Compressing floating point data

Are there any lossless compression methods that can be applied to floating point time-series data, and will significantly outperform, say, writing the data as binary into a file and running it through gzip?

Reduction of precision might be acceptable, but it must happen in a controlled way (i.e. I must be able to set a bound on how many digits must be kept)

I am working with some large data files which are series of correlated doubles, describing a function of time (i.e. the values are correlated). I don't generally need the full double precision but I might need more than float.

Since there are specialized lossless methods for images/audio, I was wondering if anything specialized exists for this situation.

Clarification: I am looking for existing practical tools rather than a paper describing how to implement something like this. Something comparable to gzip in speed would be excellent.

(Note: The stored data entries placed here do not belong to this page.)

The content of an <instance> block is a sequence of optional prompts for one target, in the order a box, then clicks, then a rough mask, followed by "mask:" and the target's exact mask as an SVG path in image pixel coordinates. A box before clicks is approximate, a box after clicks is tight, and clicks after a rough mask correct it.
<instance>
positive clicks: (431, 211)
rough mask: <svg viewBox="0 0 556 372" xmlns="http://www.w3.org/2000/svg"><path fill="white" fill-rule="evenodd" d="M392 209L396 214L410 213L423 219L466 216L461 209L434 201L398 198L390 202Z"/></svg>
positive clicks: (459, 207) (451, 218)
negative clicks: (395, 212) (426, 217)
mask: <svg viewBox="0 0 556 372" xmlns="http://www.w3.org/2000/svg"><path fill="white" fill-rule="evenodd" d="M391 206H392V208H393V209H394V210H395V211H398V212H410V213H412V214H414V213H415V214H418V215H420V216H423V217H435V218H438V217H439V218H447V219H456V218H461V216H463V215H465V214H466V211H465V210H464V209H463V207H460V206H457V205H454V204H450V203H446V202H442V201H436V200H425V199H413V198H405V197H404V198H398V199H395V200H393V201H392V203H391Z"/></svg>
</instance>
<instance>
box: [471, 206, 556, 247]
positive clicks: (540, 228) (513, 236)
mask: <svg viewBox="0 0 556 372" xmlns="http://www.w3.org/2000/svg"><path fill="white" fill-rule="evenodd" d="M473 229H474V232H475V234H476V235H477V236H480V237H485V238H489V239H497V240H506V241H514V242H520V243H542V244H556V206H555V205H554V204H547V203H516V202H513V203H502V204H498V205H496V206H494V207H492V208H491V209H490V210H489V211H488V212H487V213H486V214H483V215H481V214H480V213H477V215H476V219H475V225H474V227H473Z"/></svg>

Here are some ideas if you want to create your own simple algorithm:

  • Use xor of the current value with the previous value to obtain a set of bits describing the difference.
  • Divide this difference into two parts: one part is the "mantissa bits" and one part is the "exponent bits".
  • Use variable length encoding (different number of bits/bytes per value), or any compression method you choose, to save these differences. You might use separate streams for mantissas and exponents, since mantissas have more bits to compress.
  • This may not work well if you are alternating between two different time-value streams sources. So you may have to compress each source into a separate stream or block.
  • To lose precision, you can drop the least significant bits or bytes from the mantissa, while leaving the exponent intact.

You might want to have a look at these resources:

You might also want to try Logluv-compressed TIFF for this, thought I haven't used them myself.